Specify device_ids in barrier()

aguirguis · July 30, 2021, 2:18pm

Hello!
For some reason, I’m getting this warning:

[W ProcessGroupNCCL.cpp:1569] Rank 6 using best-guess GPU 0 to perform barrier as devices used by this process are currently unknown. This can potentially cause a hang if this rank to GPU mapping is incorrect.Specify device_ids in barrier() to force use of a particular device.

This is triggered on model.cuda(device_id)

The problem is that the code sometimes really hang!
I was wondering if there is an explanation to what’s going on and optimally a solution to this issue.

Thank you very much.

amirhf · July 30, 2021, 8:55pm

I am assuming you are using a distributed launch. The warning message is self-explanatory. It seems like in each particular process other GPUs are still visible to the process.
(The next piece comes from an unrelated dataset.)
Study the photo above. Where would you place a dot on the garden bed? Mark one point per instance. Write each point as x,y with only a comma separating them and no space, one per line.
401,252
Ideally, on local_rank X, you want to only GPU X to be visible. There are some workarounds:

Set CUDA_VISIBLE_DEVICES = int(os.environ[“LOCAL_RANK”]) in your main worker function
use torch.distributed.barrier(device_ids=int(os.environ["LOCAL_RANK"])
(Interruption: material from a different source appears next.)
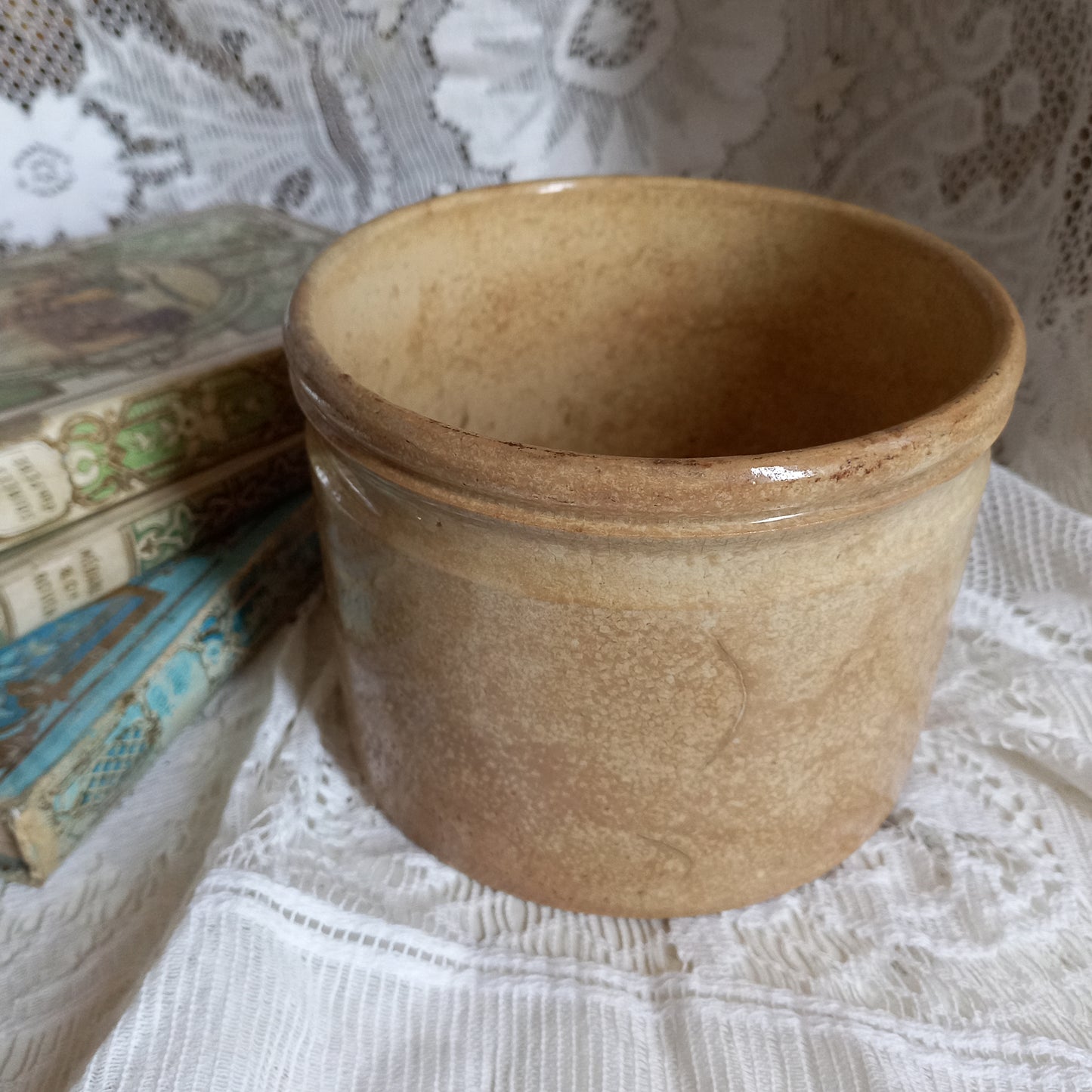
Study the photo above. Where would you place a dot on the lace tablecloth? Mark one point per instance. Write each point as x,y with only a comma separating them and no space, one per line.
247,920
In your case, RANK 6 is using GPU 0 for barrier but it should use GPU 6 as barrier.
You have to also be careful about how you set the device you want to use in your script. the set device should also be equal to the LOCAL_RANK.

aguirguis · July 31, 2021, 2:59pm

Thanks @amirhf for your answer.
This indeed solved the issue.

amsword · September 13, 2021, 4:31am

recently, i also saw such issues with pytorch 1.9, but if it is pytorch 1.7.1, there is no such issue.